More routine practices also have the potential to make a significant impact on the hospital’s bottom line. A standard audit for a provider who administered a high volume of Botox injections for migraines and neurological issues revealed that product waste was not being billed accurately. Supanich-Wall describes, “It was being billed at one unit for each injection, instead of the actual micrograms wasted. This has been going on since 2019 when we went live with Cerner, and we would have never known if we didn’t have MDaudit. We can’t recoup all of that money, but we can be confident that it won’t continue in the future.”
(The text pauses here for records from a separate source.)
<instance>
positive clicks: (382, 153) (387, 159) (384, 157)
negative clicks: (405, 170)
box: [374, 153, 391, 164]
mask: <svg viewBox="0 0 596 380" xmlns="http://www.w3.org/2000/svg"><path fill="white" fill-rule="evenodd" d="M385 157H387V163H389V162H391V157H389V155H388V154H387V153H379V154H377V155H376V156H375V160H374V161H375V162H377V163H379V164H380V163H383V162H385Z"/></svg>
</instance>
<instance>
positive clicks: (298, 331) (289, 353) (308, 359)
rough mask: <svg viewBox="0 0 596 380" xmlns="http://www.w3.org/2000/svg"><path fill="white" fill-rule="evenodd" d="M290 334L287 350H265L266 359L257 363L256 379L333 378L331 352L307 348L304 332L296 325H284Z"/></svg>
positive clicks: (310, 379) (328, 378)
Supanich-Wall describes the ways in which her compliance department has uncovered efficiencies and revenue retention opportunities across the hospital. “Like an error in our system that wasn’t built out properly for the units or modifier for a J code, for example.” Coordinating across multiple departments is crucial to maximizing hospital revenue retention. With access to clearer insights, health systems like SJRMC are able to identify risk areas and create the appropriate correction plans – including specialized training for providers and coders, collaboration with revenue cycle and billing teams, and even identifying and completing necessary revisions in the existing EHR and billing systems.

“MDaudit has helped us uncover a lot of revenue opportunities and has facilitated a lot of really good conversations across our organization,” says Supanich-Wall. “And there is still so much more data to leverage in bringing in other departments to help them work a little smarter.”